How (some) American HEIs are tackling employability.

“For years, most liberal-arts schools seemed to put career-services offices somewhere just below parking as a matter of administrative priority”

This is the view expressed by Nathan Hatch, the president of North Carolina’s Wake Forest University in an article in The New York Times (“How to Get a Job With a Philosophy Degree” September 13, 2013). It sums up the attitude of many senior administrators towards the role of universities in finding meaningful work for their graduates.

Wesleyan University in Connecticut has a new career centre prominently located on campus and urges freshmen to stop by and start a four-year plan. Michael S. Roth, the president, wants the career program “to work with our students from the first year to think about how what they’re learning can be translated into other spheres.”

Andy Chan, a Silicon Valley professional, was hired by Wake Forest University in 2009 as vice president in charge of the Office of Personal and Career Development and says he has “supersized” the career-services office with a staff close to 30 – to offer concierge like services to students. These examples are light years removed from what students can expect to find at most universities. And this applies to all Western countries. If most universities followed the example of these senior administrators, the levels of graduate unemployment and underemployment would decline significantly.

The fundamental challenge for universities is that for generations they’ve been turning out employees. Now, increasingly, they will need to turn out entrepreneurs, or students who have an enterprising approach to finding work.

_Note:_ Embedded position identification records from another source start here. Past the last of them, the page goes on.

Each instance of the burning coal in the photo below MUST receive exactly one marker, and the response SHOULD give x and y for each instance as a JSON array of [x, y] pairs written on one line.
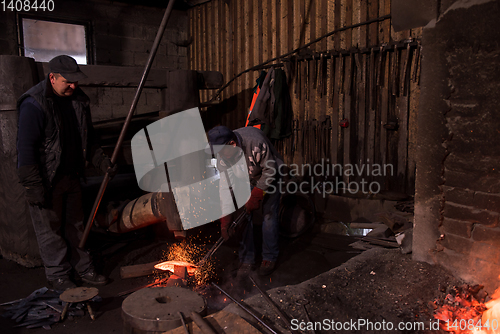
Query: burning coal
[[464, 311]]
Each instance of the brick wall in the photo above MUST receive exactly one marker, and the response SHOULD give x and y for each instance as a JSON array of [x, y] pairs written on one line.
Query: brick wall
[[122, 36], [458, 206]]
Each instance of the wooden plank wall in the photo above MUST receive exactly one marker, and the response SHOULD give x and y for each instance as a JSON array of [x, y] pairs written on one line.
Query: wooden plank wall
[[369, 77]]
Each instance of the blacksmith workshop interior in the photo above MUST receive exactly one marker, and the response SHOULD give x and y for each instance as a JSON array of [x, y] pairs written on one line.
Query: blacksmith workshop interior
[[383, 112]]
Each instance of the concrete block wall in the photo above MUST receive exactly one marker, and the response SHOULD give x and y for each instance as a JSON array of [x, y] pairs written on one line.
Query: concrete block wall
[[122, 35], [457, 204]]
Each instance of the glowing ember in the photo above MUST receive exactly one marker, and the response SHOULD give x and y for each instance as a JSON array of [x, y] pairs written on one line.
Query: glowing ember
[[185, 254], [169, 265], [464, 312]]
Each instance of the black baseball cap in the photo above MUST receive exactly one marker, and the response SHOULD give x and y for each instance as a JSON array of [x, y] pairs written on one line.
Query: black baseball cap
[[67, 67], [218, 137]]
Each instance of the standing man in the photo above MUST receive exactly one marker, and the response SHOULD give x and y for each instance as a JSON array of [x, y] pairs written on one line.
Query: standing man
[[55, 139], [263, 162]]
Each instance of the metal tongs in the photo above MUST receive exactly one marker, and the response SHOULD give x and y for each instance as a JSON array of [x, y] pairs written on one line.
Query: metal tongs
[[219, 242]]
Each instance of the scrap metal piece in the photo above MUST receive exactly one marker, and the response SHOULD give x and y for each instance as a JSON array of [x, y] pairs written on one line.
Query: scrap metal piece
[[283, 317], [246, 310], [155, 309], [202, 323]]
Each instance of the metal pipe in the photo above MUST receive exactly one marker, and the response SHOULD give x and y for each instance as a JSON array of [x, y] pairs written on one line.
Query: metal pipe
[[246, 310], [105, 181], [283, 316]]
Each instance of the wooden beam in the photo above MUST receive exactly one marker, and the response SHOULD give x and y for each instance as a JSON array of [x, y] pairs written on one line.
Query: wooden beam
[[125, 76]]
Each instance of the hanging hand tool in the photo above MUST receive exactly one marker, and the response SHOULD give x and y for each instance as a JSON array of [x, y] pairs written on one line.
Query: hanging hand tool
[[417, 63], [396, 69], [295, 129], [306, 74], [373, 74], [299, 79], [296, 74], [332, 75], [234, 225], [380, 71], [314, 72], [406, 68], [320, 80]]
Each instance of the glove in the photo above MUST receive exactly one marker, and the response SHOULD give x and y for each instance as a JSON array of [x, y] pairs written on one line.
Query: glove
[[254, 202], [109, 167], [29, 177], [225, 231]]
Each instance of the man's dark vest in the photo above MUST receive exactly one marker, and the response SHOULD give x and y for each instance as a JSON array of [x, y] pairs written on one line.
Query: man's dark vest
[[50, 151]]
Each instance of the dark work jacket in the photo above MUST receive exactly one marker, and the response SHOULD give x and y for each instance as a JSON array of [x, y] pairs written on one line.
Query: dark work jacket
[[50, 149]]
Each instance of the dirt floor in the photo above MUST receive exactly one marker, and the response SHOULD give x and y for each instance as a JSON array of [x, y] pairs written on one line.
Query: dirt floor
[[340, 283]]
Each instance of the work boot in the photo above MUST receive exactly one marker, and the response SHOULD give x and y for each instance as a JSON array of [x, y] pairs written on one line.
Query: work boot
[[62, 284], [266, 268], [92, 277]]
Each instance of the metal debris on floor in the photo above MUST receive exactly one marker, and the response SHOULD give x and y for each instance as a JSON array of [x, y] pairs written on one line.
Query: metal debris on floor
[[42, 308]]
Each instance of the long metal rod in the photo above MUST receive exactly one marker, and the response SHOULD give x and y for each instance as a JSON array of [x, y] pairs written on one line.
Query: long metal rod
[[118, 146], [245, 309], [381, 18], [221, 240], [283, 316]]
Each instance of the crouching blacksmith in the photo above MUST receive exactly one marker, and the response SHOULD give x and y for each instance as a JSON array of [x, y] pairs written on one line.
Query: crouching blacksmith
[[55, 139], [263, 162]]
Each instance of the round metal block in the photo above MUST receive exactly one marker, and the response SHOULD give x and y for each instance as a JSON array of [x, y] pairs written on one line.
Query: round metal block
[[155, 309]]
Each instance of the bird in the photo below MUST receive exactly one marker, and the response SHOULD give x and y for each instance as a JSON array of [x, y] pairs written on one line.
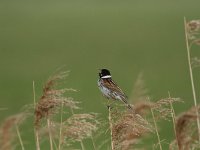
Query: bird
[[110, 89]]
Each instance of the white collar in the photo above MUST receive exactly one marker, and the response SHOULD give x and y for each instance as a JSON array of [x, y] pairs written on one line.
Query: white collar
[[105, 77]]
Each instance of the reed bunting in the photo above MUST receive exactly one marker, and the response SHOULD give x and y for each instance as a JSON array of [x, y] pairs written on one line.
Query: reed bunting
[[109, 88]]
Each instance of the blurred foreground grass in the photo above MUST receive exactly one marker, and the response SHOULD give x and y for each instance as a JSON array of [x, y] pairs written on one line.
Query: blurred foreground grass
[[128, 37]]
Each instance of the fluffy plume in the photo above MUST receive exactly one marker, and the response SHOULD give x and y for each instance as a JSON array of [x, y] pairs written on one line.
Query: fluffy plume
[[186, 130], [127, 129]]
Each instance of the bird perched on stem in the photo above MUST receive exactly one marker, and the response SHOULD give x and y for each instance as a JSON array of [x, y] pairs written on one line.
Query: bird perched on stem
[[109, 88]]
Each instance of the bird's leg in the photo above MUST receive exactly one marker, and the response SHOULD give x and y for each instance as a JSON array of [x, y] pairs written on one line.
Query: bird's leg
[[109, 104]]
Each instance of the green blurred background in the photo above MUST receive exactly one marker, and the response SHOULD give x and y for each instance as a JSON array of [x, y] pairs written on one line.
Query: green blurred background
[[127, 37]]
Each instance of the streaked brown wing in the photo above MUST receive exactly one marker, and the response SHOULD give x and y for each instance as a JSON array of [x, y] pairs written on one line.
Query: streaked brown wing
[[110, 84]]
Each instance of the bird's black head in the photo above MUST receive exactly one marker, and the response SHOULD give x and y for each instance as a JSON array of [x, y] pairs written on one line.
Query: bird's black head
[[105, 73]]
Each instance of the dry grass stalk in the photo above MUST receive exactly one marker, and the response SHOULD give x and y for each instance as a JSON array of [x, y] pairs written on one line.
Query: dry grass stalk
[[186, 129], [162, 108], [127, 129], [156, 128], [190, 31], [111, 127], [7, 136]]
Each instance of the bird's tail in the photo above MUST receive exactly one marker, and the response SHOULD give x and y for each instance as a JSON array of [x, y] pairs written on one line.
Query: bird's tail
[[127, 104]]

In order to have a fighting chance of finding meaningful work, graduates must:

  • Know how to find hidden employment opportunities since at least eighty percent of these are never advertised.
  • Know how to market themselves and how to approach employers in a strategically effective way.
  • Learn how to create marketing tools beyond the resume/CV that are focused on the needs of the employer they’re contacting.
  • Understand the role of the Internet and Social Media tools in finding employment opportunities and in creating an online presence that will attract employers and recruiters.
  • Learn how operate as freelancers and contractors, and for those who are interested in starting a small business, how to go about it.

Students are not going to learn these things from most career-services offices who are still operating “somewhere just below parking” as president Nathan Hatch puts it. The whole area of career-services in universities needs a complete overhaul with the objective of providing students with the tools and strategies they need to find meaningful employment in today’s challenging workplace. Many of the people currently in this area have a background in counselling or social work, which is inappropriate for the needs of today’s students.

Finally, since most employment opportunities today are to be found in small businesses, universities must operate closely with this sector and have strong, ongoing ties with groups like the Chambers of Commerce and the Federation of Small Businesses.